Senior InfoSec Consultant
About the role
The EY Global Information Security team is looking for a Senior InfoSec Consultant to lead the design, development, and implementation of security controls for market-leading regional and global systems based primarily on Cloud technologies. This role involves working closely with client engagement teams and technologists worldwide to support digitally-enabled services leveraging leading technologies.
Responsibilities
- Design, implement, and access security controls for cloud-based systems using agile methodologies and CI/CD pipelines.
- Develop and enforce security protocols for blockchain technologies and applications.
- Work with developers, architects, and business leaders to ensure security is integrated into digital practices across business processes.
- Support third-party security assessments and understand the applicability of SOC1 and SOC2 reports.
- Represent Security Consulting to advanced innovation teams to integrate the latest technology and thinking into the global technology team.
Requirements
- Significant working security experience and knowledge in designing, implementing, and operating security controls in AI, blockchain, cloud security, application security, and infrastructure security.
- Experience with AI security technologies, especially Gen AI and rapid-growing LLMs.
- Experience with cloud security, particularly Microsoft Azure and Azure PAAS services.
- Experience with application security, including REST API and microservices architecture.
- Experience with infrastructure security, including identity & access management, intrusion detection and prevention, and data encryption.

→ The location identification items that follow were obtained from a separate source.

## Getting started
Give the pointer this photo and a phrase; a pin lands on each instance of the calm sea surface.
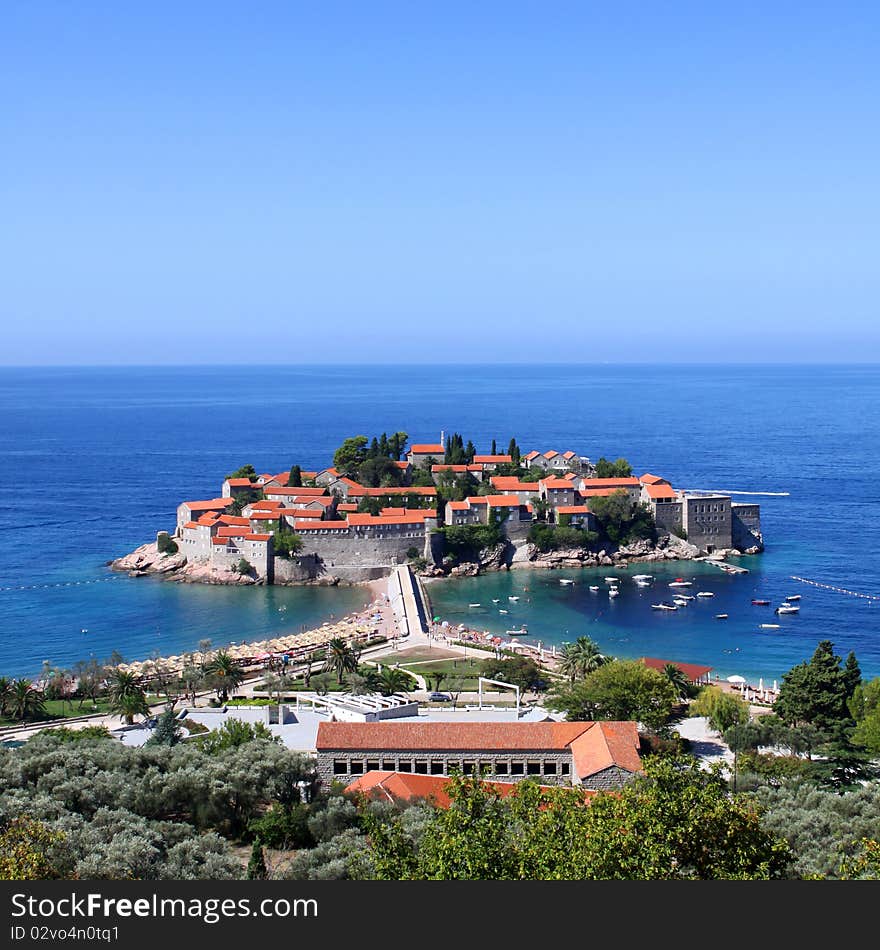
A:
(96, 460)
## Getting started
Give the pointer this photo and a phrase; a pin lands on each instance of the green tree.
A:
(815, 692)
(721, 709)
(25, 701)
(342, 658)
(257, 870)
(622, 690)
(581, 658)
(393, 680)
(127, 696)
(223, 674)
(167, 731)
(25, 848)
(349, 457)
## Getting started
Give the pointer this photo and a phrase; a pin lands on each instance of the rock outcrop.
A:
(147, 560)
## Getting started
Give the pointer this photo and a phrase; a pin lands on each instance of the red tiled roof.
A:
(608, 482)
(400, 786)
(212, 504)
(555, 483)
(615, 744)
(396, 490)
(294, 491)
(692, 671)
(660, 491)
(612, 744)
(315, 525)
(502, 501)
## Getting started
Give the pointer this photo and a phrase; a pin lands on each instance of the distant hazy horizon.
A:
(221, 185)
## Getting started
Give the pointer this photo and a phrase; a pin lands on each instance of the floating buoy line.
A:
(839, 590)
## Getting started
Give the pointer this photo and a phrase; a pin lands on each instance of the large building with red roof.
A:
(592, 755)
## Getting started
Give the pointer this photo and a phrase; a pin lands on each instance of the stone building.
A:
(593, 755)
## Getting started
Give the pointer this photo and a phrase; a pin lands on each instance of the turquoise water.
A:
(98, 459)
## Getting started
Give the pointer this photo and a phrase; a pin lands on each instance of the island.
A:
(444, 509)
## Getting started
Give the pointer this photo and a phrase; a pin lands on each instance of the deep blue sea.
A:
(96, 460)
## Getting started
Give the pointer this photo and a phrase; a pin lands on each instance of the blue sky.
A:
(291, 182)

- Advanced degree in Computer Science or a related field; CISSP, CCSP, CISM, or similar certifications preferred.
Skills and Attributes
- Strong communication skills and ability to work with stakeholders at various levels.
- Knowledge of IT system architecture and cloud technology, as well as supporting technologies like IAM, network security, and user account management.
- Understanding of information security standards such as ISO 27001/27002, CSA, and CIS Controls.
- Experience with cloud security certifications like AZ-500 Azure Security Engineer.
- Experience with product management and understanding of security across all phases of a project.
Qualifications (Ideally)
- Additional working security experience and knowledge in operational security, information security standards, and product management.
Benefits
At EY, we offer a comprehensive compensation and benefits package, including a competitive base salary range ($128,100 to $239,600), a flexible vacation policy, and a range of paid time off options. We also provide medical and dental coverage, a pension plan, and a 401(k) plan. Our team-led and leader-enabled hybrid model allows for flexibility in working arrangements, with most external, client-serving roles expected to work together in person 40-60% of the time over the course of an engagement, project, or year.